Faculty of Biological Sciences

Endothelial Cell Biology Unit

Principal Investigators

 

 

Dr Vas Ponnambalam

 

Prof. Shervanthi Homer-Vanniasinkam

 

Central theme: Understanding, diagnosis and treatment of vascular disease

The aim of the Endothelial Cell Biology Unit (ECBU) is to make fundamental advances in understanding the molecular and cellular basis for vascular function and to translate such findings into diagnosis, prevention and cure of cancer, cardiovascular and peripheral arterial disease. The Unit comprises a mixture of PhD students, postdoctoral fellows, clinicians and medical intercalating BSc students. We have an additional 2-3 final year undergraduate Biochemistry, Medical Biochemistry BSc honours and ERASMUS (European exchange programme) project students who work with us in Semesters 1 and 2 (October-March) in each academic year. ECBU was born through existing collaborations between 3 Leeds scientists: Vas Ponnambalam, John Walker and Shervanthi Homer-Vanniasinkam.  VP is a cell biologist and molecular biologist working on membrane trafficking and signalling, JW is a biochemist studying calcium fluxes and enzyme activity, SHV is a vascular surgeon with interests in therapeutic strategies for vascular disease diagnosis, treatment and prevention.Our academic appointments (and teaching duties) are in the School of Molecular and Cellular Biology linked to the Biochemistry and Biological Sciences BSc programmes (VP, JHW) andthe Faculty of Medicine & Health linked to the Medicine MBChB programme (SHV).

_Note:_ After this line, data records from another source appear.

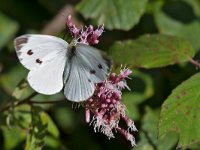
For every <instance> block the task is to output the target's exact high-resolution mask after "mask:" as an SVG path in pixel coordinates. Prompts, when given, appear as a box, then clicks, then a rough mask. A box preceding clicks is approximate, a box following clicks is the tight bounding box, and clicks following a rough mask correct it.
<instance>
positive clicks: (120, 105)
mask: <svg viewBox="0 0 200 150" xmlns="http://www.w3.org/2000/svg"><path fill="white" fill-rule="evenodd" d="M131 73H132V71H131V70H129V69H123V70H121V71H120V74H119V75H116V74H115V73H112V74H111V76H110V77H109V78H108V80H106V81H104V82H103V83H99V84H97V88H96V91H95V94H94V95H93V97H92V98H90V99H89V100H88V101H86V102H85V105H84V106H85V109H86V112H85V116H86V122H88V123H89V122H90V124H92V125H93V126H94V131H95V132H97V131H99V132H102V133H103V134H105V135H106V136H108V138H109V139H110V138H114V133H113V131H119V133H121V134H122V135H124V136H125V138H126V139H127V140H129V141H130V142H131V145H132V146H135V138H134V136H133V135H132V134H131V133H130V132H132V131H137V129H136V127H135V125H134V122H133V121H132V120H131V119H129V118H128V116H127V115H126V112H125V110H126V106H125V105H124V104H123V103H122V101H121V96H122V92H121V91H122V89H124V88H128V86H127V84H126V81H125V78H127V77H128V76H129V75H130V74H131ZM128 89H129V88H128ZM91 113H92V114H93V118H92V119H91V120H90V114H91ZM121 119H122V120H124V121H125V123H126V125H127V129H126V130H125V129H123V128H122V127H120V126H119V122H120V120H121Z"/></svg>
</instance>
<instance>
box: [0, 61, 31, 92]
mask: <svg viewBox="0 0 200 150" xmlns="http://www.w3.org/2000/svg"><path fill="white" fill-rule="evenodd" d="M26 74H27V70H26V69H24V67H23V66H22V65H21V64H19V65H17V66H15V67H13V68H12V69H11V70H10V71H8V72H6V73H4V74H2V75H1V76H0V84H1V86H2V87H3V88H4V89H5V91H7V92H8V93H9V94H10V95H12V93H13V91H14V90H15V88H16V86H17V85H18V84H19V83H20V81H22V79H24V78H25V77H26Z"/></svg>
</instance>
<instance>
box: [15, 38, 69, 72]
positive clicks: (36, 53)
mask: <svg viewBox="0 0 200 150" xmlns="http://www.w3.org/2000/svg"><path fill="white" fill-rule="evenodd" d="M14 45H15V50H16V53H17V56H18V58H19V60H20V62H21V63H22V64H23V65H24V66H25V67H26V68H27V69H29V70H31V69H33V68H37V67H39V66H41V65H42V64H43V62H44V61H49V60H51V59H54V57H55V56H56V54H57V53H59V52H60V51H63V50H66V49H67V46H68V44H67V42H65V41H64V40H63V39H61V38H57V37H54V36H50V35H39V34H26V35H22V36H20V37H17V38H16V39H15V40H14Z"/></svg>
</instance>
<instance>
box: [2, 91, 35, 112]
mask: <svg viewBox="0 0 200 150" xmlns="http://www.w3.org/2000/svg"><path fill="white" fill-rule="evenodd" d="M37 94H38V93H36V92H34V93H33V94H31V95H30V96H28V97H27V98H25V99H24V100H22V101H19V102H18V103H17V104H15V105H14V106H19V105H22V104H27V103H30V99H31V98H33V97H34V96H36V95H37ZM12 106H13V101H11V102H10V103H8V105H7V106H5V107H3V108H1V109H0V112H4V111H6V110H8V109H9V108H10V107H12Z"/></svg>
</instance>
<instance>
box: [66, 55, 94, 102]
mask: <svg viewBox="0 0 200 150" xmlns="http://www.w3.org/2000/svg"><path fill="white" fill-rule="evenodd" d="M68 64H70V66H69V67H68V68H67V69H66V71H65V74H64V75H65V78H64V81H65V88H64V94H65V96H66V97H67V99H68V100H70V101H74V102H80V101H84V100H87V99H88V98H89V97H90V96H92V94H93V93H94V90H95V86H94V83H92V82H91V80H90V74H89V72H88V71H87V70H86V68H85V66H84V64H83V63H82V62H81V60H80V59H79V57H77V56H74V57H73V59H71V61H70V62H68Z"/></svg>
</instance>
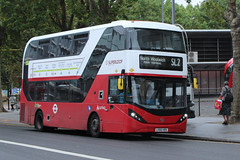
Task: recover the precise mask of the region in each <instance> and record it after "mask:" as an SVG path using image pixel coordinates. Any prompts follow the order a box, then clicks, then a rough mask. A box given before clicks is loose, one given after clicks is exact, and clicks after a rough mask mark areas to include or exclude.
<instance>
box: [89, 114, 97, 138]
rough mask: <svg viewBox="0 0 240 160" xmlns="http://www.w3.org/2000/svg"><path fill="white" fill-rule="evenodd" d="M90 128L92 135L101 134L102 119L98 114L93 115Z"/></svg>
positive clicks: (90, 123) (92, 136)
mask: <svg viewBox="0 0 240 160" xmlns="http://www.w3.org/2000/svg"><path fill="white" fill-rule="evenodd" d="M88 130H89V133H90V134H91V136H92V137H99V136H100V119H99V117H98V115H97V114H93V115H92V116H91V118H90V121H89V127H88Z"/></svg>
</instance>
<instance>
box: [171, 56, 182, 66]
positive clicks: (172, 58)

ECBU relocated from the old laboratories in the East-West wing of Garstang Building on Mount Preston Street to the newly built Leeds Institute for Genetics, Health & Therapeutics (LIGHT) on Clarendon Way in August 2006. After 8.5 yrs working in this translational facility, ECBU again moved in early 2015 to the laboratories in the North-South wing of the Garstang Building. In this new communal laboratory and office space, we share space and facilities with other groups working on membrane protein function, cardiac function, diabetes, neuroscience and biosensors.